I have been through this. You’re not crazy. As you already know, for a proper press fit things have to be the right size for your application. You’re measurements are the the only thing that matters here. Not what somebody thinks “should work”. Your idea about reaming it out to 33.9mm and using headset reducers to get it back down to a more standard size 1” is great. I came up with the same idea but never found a person that would touch it. Believe me I tried.
Other than that you will have to find a Columbia Headset that’s better than the one you have now or if you’re lucky NOS. Columbia size is Columbia size only.
Whatever you do don’t buy a current Wald headset. 
I got some Good used or NOS from Chestnut Hollow. 
I have a 61 Columbia Torpedo frame hanging at my shop. I have all the headset pieces cleaned, polished and ready to install. I’d be happy to take measurements for you to confirm what you’re looking for if that would help in any way.

Chavez


----------



## Treephoto1969 (Jun 2, 2020)

_
I have a 61 Columbia Torpedo frame hanging at my shop. I have all the headset pieces cleaned, polished and ready to install. I’d be happy to take measurements for you to confirm what you’re looking for if that would help in any way._

Thank you!  Sure Would love to see some cups I could use that fit. I'm looking cups that are about 33mm maybe a tad bigger - maybe 33.5mm. I'd be happy to buy them from you if they measure up.


----------



## Chavez (Jun 2, 2020)

Treephoto1969 said:


> _I have a 61 Columbia Torpedo frame hanging at my shop. I have all the headset pieces cleaned, polished and ready to install. I’d be happy to take measurements for you to confirm what you’re looking for if that would help in any way._
> 
> Thank you!  Sure Would love to see some cups I could use that fit. I'm looking cups that are about 33mm maybe a tad bigger - maybe 33.5mm. I'd be happy to buy them from you if they measure up.

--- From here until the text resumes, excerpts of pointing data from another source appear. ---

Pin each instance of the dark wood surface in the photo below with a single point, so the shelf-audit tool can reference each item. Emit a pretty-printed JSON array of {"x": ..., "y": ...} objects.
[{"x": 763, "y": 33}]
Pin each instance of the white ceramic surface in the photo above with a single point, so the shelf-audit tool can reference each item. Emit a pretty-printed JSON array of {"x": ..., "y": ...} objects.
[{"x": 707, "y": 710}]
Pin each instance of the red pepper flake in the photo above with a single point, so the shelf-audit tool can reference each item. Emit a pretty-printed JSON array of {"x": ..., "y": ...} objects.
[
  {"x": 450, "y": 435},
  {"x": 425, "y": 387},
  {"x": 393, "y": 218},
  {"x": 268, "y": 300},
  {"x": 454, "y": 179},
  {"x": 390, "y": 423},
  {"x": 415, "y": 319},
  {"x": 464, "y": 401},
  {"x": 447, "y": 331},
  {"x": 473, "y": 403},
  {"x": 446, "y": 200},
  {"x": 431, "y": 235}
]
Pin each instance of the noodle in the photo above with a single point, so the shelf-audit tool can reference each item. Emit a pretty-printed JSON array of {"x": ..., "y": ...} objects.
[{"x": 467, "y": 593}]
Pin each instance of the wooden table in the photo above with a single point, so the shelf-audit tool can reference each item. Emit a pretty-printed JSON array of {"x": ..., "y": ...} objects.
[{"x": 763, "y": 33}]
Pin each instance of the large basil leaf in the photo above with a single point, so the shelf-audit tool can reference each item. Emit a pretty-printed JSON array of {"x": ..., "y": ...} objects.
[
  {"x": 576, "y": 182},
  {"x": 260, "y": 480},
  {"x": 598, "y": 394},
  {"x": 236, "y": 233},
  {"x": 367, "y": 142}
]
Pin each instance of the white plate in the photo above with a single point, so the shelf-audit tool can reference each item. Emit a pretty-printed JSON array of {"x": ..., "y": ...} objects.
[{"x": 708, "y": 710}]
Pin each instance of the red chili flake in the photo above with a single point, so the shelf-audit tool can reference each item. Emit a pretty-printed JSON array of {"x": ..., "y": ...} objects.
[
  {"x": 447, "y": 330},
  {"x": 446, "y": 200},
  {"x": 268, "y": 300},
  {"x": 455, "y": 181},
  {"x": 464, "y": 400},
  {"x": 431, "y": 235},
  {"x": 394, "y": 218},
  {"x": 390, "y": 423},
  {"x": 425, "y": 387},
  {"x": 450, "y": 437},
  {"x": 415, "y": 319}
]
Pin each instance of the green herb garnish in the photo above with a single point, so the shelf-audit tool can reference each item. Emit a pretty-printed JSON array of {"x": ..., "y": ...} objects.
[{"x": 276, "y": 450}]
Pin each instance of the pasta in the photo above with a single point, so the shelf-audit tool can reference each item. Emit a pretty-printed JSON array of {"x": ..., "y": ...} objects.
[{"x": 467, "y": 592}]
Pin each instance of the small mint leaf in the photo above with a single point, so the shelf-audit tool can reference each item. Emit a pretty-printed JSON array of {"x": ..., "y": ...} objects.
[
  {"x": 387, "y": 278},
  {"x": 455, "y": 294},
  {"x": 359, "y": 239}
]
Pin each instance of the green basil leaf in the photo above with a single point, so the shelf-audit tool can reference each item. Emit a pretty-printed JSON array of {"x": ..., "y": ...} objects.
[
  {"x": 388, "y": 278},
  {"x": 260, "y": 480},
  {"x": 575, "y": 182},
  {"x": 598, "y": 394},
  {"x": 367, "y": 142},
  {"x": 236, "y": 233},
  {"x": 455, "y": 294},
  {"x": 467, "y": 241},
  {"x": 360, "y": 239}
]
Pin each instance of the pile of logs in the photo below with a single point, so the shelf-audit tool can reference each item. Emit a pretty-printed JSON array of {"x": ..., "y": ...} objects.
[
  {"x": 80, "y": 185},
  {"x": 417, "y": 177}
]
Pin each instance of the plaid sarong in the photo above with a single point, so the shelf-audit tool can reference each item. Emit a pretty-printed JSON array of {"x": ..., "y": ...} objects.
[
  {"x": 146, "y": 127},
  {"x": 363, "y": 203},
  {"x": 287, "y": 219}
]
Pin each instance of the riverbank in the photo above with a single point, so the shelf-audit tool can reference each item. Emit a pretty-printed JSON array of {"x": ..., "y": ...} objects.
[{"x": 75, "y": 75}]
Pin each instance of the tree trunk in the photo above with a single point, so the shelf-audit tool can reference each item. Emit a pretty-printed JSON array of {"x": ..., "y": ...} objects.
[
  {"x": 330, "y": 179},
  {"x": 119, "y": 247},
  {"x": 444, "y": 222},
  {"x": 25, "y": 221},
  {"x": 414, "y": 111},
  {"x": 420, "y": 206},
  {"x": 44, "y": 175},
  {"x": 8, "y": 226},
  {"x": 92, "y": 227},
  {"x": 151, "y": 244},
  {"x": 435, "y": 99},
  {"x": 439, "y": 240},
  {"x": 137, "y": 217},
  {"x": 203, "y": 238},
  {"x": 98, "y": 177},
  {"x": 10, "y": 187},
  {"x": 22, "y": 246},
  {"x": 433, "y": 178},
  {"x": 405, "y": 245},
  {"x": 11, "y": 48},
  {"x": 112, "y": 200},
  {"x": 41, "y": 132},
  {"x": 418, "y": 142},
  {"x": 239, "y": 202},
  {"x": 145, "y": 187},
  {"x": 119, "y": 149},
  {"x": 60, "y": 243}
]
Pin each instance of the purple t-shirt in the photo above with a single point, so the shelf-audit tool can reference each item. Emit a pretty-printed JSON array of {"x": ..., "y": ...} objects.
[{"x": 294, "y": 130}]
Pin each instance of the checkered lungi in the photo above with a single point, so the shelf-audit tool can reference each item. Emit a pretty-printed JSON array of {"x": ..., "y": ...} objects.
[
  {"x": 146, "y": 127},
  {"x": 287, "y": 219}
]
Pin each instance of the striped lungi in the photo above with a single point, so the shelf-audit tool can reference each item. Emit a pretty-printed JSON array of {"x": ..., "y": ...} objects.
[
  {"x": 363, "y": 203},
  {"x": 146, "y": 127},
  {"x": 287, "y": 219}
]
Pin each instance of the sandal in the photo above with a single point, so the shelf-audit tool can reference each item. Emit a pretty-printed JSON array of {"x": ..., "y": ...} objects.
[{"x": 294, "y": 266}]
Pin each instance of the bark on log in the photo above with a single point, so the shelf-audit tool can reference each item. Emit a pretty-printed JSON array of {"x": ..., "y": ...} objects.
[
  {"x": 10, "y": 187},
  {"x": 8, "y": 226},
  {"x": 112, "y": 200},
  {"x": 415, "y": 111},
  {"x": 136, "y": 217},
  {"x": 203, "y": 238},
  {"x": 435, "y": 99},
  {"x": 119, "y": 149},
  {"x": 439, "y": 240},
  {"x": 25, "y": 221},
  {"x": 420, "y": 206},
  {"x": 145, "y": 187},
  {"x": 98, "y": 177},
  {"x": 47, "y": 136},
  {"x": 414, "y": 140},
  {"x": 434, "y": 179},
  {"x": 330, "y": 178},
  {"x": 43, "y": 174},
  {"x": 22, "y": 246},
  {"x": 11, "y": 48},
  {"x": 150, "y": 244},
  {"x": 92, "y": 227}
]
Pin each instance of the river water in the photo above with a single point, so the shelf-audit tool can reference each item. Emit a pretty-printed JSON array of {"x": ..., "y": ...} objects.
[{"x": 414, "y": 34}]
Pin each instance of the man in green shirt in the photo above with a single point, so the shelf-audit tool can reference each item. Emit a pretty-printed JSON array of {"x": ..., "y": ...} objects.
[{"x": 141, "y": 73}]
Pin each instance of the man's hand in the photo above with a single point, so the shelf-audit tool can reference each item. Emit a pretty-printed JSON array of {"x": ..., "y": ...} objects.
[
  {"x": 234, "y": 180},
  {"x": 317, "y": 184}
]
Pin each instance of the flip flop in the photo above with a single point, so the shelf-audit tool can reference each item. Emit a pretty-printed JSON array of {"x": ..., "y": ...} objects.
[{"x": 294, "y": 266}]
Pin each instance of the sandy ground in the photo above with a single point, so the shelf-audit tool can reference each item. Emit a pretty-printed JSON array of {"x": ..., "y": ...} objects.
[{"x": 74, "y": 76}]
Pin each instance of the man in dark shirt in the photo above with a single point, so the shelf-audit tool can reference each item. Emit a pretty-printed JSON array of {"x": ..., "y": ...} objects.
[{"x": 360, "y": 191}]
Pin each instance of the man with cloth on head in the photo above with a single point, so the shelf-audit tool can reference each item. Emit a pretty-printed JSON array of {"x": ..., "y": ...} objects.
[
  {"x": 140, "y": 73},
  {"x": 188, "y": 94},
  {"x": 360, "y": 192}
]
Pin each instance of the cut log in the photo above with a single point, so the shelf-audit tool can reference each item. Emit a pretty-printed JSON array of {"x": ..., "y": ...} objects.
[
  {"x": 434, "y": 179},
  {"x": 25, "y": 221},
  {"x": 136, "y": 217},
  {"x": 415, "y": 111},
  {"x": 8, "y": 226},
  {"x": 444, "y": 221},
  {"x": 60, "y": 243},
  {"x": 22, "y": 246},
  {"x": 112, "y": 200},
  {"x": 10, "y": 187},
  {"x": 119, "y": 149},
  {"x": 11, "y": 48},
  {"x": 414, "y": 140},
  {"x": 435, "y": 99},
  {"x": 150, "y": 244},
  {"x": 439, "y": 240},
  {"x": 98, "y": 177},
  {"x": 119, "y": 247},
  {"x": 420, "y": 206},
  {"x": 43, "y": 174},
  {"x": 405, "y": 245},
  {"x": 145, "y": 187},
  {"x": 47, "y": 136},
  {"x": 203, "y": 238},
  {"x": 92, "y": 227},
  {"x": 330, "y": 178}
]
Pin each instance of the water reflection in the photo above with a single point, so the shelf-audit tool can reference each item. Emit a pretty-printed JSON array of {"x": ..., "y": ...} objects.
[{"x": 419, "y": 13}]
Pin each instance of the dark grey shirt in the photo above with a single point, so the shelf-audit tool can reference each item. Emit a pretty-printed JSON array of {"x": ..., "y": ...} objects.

Sorry, there’s a misunderstanding. Mine aren’t for sale. I was just trying to get the info out there for you and other cabe members. Just to document the measurements in other words. If it’s any use to anyone I would possibly take a few pics and document the head tube ID and the cup OD where they press into the frame.


----------



## Treephoto1969 (Jun 2, 2020)

Chavez said:


> Sorry, there’s a misunderstanding. Mine aren’t for sale. I was just trying to get the info out there for you and other cabe members. Just to document the measurements in other words. If it’s any use to anyone I would possibly take a few pics and document the head tube i.d. and the cup OD where they press into the frame.



No worries. Thanks!


----------